Efectivamente, hoy el Señor escucha también el grito de las multitudes
hambrientas de alegría, de paz y de amor. Como en todas las épocas, se
sienten abandonadas. Sin embargo, en la desolación de la miseria, de la
soledad, de la violencia y del hambre, que afectan sin distinción a
ancianos, adultos y niños, Dios no permite que predomine la oscuridad del
horror. En efecto, como escribió mi amado predecesor Juan Pablo II, hay un
«límite impuesto al mal por el bien divino», y es la misericordia (Memoria
e identidad, 29 ss.). En este sentido he querido poner al inicio de este
Mensaje la cita evangélica según la cual «Al ver Jesús a las gentes se
compadecía de ellas» (Mt 9,36). A este respecto deseo reflexionar
sobre una cuestión muy debatida en la actualidad: el problema del
desarrollo. La «mirada» conmovida de Cristo se detiene también hoy sobre los
hombres y los pueblos, puesto que por el «proyecto» divino todos están
llamados a la salvación. Jesús, ante las insidias que se oponen a este
proyecto, se compadece de las multitudes: las defiende de los lobos, aun a
costa de su vida. Con su mirada, Jesús abraza a las multitudes y a cada uno,
y los entrega al Padre, ofreciéndose a sí mismo en sacrificio de expiación.
La Iglesia, iluminada por esta verdad pascual, es consciente
de que, para promover un desarrollo integral, es necesario que nuestra
«mirada» sobre el hombre se asemeje a la de Cristo. En efecto, de ningún
modo es posible dar respuesta a las necesidades materiales y sociales de los
hombres sin colmar, sobre todo, las profundas necesidades de su corazón.
Esto debe subrayarse con mayor fuerza en nuestra época de grandes
transformaciones, en la que percibimos de manera cada vez más viva y urgente
nuestra responsabilidad ante los pobres del mundo. Ya mi venerado
predecesor, el Papa Pablo VI, identificaba los efectos del subdesarrollo
como un deterioro de humanidad.
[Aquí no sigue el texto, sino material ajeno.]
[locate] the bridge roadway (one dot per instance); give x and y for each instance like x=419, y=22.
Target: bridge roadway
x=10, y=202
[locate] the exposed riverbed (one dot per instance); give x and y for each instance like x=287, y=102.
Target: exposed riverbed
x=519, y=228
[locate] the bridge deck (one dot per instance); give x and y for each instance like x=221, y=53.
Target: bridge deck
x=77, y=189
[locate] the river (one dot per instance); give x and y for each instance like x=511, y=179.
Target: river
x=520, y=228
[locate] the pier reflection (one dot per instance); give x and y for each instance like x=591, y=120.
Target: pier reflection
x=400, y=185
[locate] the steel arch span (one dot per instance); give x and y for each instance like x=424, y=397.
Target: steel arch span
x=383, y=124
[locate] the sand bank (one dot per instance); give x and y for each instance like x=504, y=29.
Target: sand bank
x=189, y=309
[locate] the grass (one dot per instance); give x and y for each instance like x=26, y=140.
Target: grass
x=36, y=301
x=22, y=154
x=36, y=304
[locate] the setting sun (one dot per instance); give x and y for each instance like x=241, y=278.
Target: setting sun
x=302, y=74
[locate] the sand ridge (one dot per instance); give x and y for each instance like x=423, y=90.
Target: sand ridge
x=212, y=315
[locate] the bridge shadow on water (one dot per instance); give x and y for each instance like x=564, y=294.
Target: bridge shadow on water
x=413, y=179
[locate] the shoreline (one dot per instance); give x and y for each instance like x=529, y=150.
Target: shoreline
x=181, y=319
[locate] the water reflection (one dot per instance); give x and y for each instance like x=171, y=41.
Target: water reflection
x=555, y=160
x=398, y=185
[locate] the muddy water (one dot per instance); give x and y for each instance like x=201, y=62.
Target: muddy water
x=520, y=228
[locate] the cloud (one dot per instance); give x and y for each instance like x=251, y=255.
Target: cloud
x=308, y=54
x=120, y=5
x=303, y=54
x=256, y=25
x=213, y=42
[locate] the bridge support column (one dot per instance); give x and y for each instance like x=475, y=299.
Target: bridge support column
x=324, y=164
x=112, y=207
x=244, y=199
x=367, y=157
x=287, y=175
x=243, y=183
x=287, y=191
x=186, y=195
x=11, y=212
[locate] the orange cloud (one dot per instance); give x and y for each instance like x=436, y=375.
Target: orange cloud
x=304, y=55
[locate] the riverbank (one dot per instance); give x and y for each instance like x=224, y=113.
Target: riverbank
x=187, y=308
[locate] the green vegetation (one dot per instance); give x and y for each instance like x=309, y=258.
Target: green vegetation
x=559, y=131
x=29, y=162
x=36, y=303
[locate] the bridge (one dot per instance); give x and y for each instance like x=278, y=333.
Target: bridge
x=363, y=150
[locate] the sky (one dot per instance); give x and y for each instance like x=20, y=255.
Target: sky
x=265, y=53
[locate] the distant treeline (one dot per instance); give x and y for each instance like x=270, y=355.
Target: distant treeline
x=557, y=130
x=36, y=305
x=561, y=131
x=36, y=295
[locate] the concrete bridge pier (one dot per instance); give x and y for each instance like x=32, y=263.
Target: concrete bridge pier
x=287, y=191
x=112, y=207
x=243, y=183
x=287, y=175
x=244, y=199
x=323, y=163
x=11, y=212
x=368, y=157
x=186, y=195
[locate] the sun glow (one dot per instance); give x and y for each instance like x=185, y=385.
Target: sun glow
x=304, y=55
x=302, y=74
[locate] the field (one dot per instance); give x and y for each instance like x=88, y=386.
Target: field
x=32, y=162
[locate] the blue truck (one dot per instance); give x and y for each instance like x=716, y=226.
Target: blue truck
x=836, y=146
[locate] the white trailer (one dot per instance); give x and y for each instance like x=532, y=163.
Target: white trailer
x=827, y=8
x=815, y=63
En este sentido, en la encíclica
Populorum progressio denunciaba «las carencias materiales de los que
están privados del mínimo vital y las carencias morales de los que están
mutilados por el egoísmo... las estructuras opresoras que provienen del
abuso del tener o del abuso del poder, de las explotaciones de los
trabajadores o de la injusticia de las transacciones» (n. 21). Como antídoto
contra estos males, Pablo VI no sólo sugería «el aumento en la consideración
de la dignidad de los demás, la orientación hacia el espíritu de pobreza, la
cooperación en el bien común, la voluntad de la paz», sino también «el
reconocimiento, por parte del hombre, de los valores supremos y de Dios, que
de ellos es la fuente y el fin» (ib.). En esta línea, el Papa no
dudaba en proponer «especialmente, la fe, don de Dios, acogido por la buena
voluntad de los hombres, y la unidad de la caridad de Cristo» (ib.).
Por tanto, la «mirada» de Cristo sobre la muchedumbre nos mueve a afirmar
los verdaderos contenidos de ese «humanismo pleno» que, según el mismo Pablo
VI, consiste en el «desarrollo integral de todo el hombre y de todos los
hombres» (ib., n. 42). Por eso, la primera contribución que la
Iglesia ofrece al desarrollo del hombre y de los pueblos no se basa en
medios materiales ni en soluciones técnicas, sino en el anuncio de la verdad
de Cristo, que forma las conciencias y muestra la auténtica dignidad de la
persona y del trabajo, promoviendo la creación de una cultura que responda
verdaderamente a todos los interrogantes del hombre.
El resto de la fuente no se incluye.